Assistant: Our business hours are Monday through Friday, 9 AM to 5 PM EST...
Cost: $0.0015 | Latency: 1.2s

Total cost: $0.0123
Avg cost per query: $0.0041
Problem: Simple queries like “What are your business hours?” cost the same as complex troubleshooting questions, wasting money.

Step 2: Add Smart Routing

Now let’s migrate to smart routing with default model selection:
import requests
import json
from datetime import datetime
from typing import List, Dict, Optional

class SmartRoutingChatbot:
    """Chatbot with smart routing for automatic model selection."""

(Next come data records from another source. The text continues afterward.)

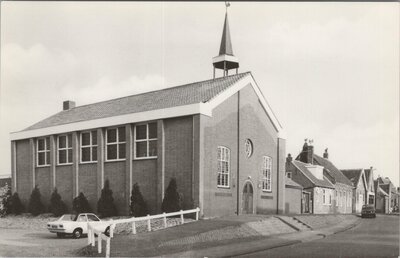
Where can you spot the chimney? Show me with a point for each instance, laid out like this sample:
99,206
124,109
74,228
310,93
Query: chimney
68,104
307,153
326,155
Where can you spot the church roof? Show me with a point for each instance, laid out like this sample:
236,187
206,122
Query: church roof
226,43
198,92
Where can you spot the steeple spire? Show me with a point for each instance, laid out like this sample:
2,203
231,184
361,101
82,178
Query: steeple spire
226,60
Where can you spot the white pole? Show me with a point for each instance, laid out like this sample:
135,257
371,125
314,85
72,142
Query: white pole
148,223
182,216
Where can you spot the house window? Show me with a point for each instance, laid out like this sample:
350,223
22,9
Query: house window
266,170
64,149
115,144
88,146
223,166
146,141
43,152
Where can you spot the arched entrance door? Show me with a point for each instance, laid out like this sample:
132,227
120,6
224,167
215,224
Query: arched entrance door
247,199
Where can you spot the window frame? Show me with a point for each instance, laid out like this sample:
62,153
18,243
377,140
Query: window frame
265,180
45,150
147,140
66,148
223,161
90,146
117,142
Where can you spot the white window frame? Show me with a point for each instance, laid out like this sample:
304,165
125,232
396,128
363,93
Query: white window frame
266,174
117,142
66,148
46,162
222,159
90,146
147,140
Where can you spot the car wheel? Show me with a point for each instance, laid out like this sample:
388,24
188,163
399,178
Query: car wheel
77,233
107,231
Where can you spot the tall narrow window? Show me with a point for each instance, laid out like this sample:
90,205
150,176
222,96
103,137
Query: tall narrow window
146,141
43,152
266,171
115,144
223,166
88,147
64,147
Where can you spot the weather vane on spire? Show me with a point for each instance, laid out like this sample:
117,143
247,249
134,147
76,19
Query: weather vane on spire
227,4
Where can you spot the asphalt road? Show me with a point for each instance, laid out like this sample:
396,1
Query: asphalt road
371,238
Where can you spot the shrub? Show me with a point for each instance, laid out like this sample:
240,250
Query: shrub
138,207
57,206
15,206
172,200
80,204
35,206
105,205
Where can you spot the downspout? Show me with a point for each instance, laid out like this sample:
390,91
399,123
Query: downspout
238,143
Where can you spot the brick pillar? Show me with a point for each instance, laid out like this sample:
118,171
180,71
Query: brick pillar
128,167
160,164
52,162
100,161
75,164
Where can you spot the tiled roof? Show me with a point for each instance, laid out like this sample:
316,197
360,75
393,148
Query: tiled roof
336,173
290,182
353,175
316,182
193,93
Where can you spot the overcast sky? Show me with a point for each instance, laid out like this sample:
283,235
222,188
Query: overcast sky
330,71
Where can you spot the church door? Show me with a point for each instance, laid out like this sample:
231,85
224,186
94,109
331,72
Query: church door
247,199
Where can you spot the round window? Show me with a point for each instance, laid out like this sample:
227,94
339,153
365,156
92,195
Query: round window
249,147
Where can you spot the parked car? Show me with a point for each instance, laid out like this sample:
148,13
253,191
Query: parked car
77,225
368,211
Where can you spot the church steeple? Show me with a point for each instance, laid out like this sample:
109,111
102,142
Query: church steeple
226,60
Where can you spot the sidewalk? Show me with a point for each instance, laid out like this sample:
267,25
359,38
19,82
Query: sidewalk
228,236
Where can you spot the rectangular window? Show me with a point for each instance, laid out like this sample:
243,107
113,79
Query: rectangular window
223,166
43,152
88,147
146,141
266,173
64,149
115,144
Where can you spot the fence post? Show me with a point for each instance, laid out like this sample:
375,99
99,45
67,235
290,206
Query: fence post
133,227
99,243
165,220
108,248
182,216
148,222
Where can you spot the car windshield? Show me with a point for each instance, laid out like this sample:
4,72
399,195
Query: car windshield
67,217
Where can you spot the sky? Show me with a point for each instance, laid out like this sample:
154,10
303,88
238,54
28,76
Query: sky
330,71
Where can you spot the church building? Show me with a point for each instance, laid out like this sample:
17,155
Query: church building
219,138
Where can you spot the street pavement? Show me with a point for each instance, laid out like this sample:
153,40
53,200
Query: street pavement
370,238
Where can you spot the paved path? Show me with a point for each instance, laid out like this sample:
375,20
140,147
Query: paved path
371,238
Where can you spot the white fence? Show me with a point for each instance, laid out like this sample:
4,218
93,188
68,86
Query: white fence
101,236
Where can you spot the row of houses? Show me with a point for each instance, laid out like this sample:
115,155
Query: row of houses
324,189
219,138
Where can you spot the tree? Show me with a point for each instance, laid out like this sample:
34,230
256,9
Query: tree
105,205
57,206
35,206
80,204
172,200
138,207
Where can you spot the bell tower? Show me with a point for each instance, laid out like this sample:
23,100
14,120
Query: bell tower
225,60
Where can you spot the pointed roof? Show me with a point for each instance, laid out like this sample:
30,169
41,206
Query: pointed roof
226,43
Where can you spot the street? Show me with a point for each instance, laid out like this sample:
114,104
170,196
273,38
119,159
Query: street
371,238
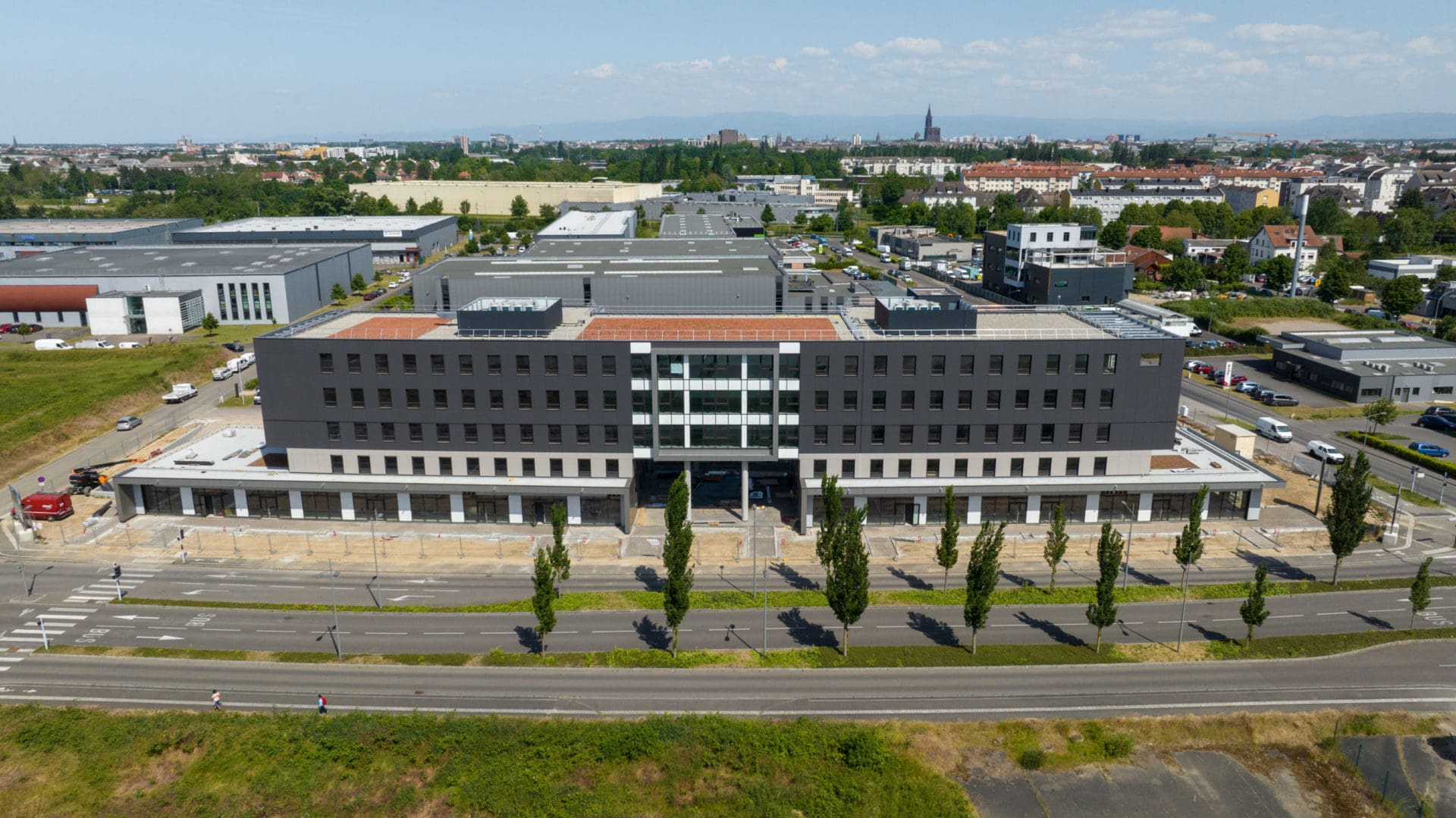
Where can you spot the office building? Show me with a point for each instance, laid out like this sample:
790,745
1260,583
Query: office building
394,239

    def __init__(self, api_key: str, router_candidates: Optional[List[str]] = None):
        self.api_key = api_key
        self.router_candidates = router_candidates
        self.conversation_history = []
        self.cost_log = []

    def chat(self, message: str) -> Dict:
        """Send a message with smart routing."""

        self.conversation_history.append({
            "role": "user",
            "content": message
        })

        url = "https://api.edenai.run/v3/llm/chat/completions"
        headers = {
            "Authorization": f"Bearer {self.api_key}",
            "Content-Type": "application/json"
        }

        payload = {
            "model": "@edenai",  # Smart routing trigger
            "messages": self.conversation_history,
            "stream": True
        }

        # Add custom candidates if provided
        if self.router_candidates:
            payload["router_candidates"] = self.router_candidates

        start_time = datetime.now()
        response = requests.post(url, headers=headers, json=payload, stream=True)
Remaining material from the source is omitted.